Gene expression classifier for prediction of end-induction (day 29) flow MRD in pretreatment samples combined with the gene expression classifier for RFS. (A) A ROC shows the high accuracy of the 23-probe-set MRD classifier (LOOCV error rate of 24.61%; sensitivity 71.64%, specificity 77.42%) in predicting MRD. The area under the ROC curve (0.80) is significantly greater than an uninformative ROC curve (0.5; P < .001). (B) Heatmap of 23-probe-set predictor of MRD presented in rows (false discovery rate < .001%, SAM). The columns represent patient samples with positive or negative end-induction flow MRD, whereas the rows are the specific predictor genes.
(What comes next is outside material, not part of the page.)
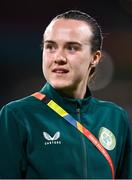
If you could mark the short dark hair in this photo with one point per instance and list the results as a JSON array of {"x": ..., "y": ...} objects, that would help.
[{"x": 97, "y": 39}]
Red: high expression relative to the mean; green: low expression relative to the mean. (C) Kaplan-Meier estimates of RFS for the risk groups determined by combining the gene expression classifiers for RFS and MRD, analogous to Figure 2E, with the gene expression predictor for MRD replacing day 29 flow MRD. The 3 risk groups have significantly different RFS (log rank test, P < .001).

Figure 5

Kaplan-Meier estimates of RFS using the combined gene expression classifiers for RFS and MRD in an independent cohort of 84 children with high-risk ALL. (A) The gene expression classifier for RFS separates children into low- and high-risk groups in an independent cohort of 84 children with high-risk ALL treated on COG Trial 1961.^, (B) Application of the combined gene expression classifiers for RFS and MRD shows significant separation of 3 risk groups: low (47 of 84, 56%), intermediate (22 of 84, 26%), and high (15 of 84, 18%), similar to our initial cohort (Figure 3C).

Figure 6

Kaplan-Meier estimates of RFS using the combined gene expression classifier for RFS and flow cytometric measures of MRD in the presence of kinase signatures, JAK mutations, and IKAROS/IKZF1 deletions. (A-B) Application of the original 42-probe-set (38-gene; supplemental Table 4) gene expression classifier for RFS combined with end-induction flow cytometric measures of MRD distinguishes 2 distinct risk groups in COG 9906 ALL patients with kinase signatures (A) and 3 risk groups in those patients lacking kinase signatures (B). (C-D) Application of the combined classifier also resolves 2 distinct and statistically significant risk groups in ALL patients with JAK mutations (C) and in 3 risk groups in those patients lacking JAK mutations (D). (E-F) Application of the combined classifier distinguishes 3 risk groups with statistically significant RFS and patients with (E) and without IKAROS/IKZF1 deletions. The P value reported in the lower left corner corresponds to the log rank test for differences among all groups.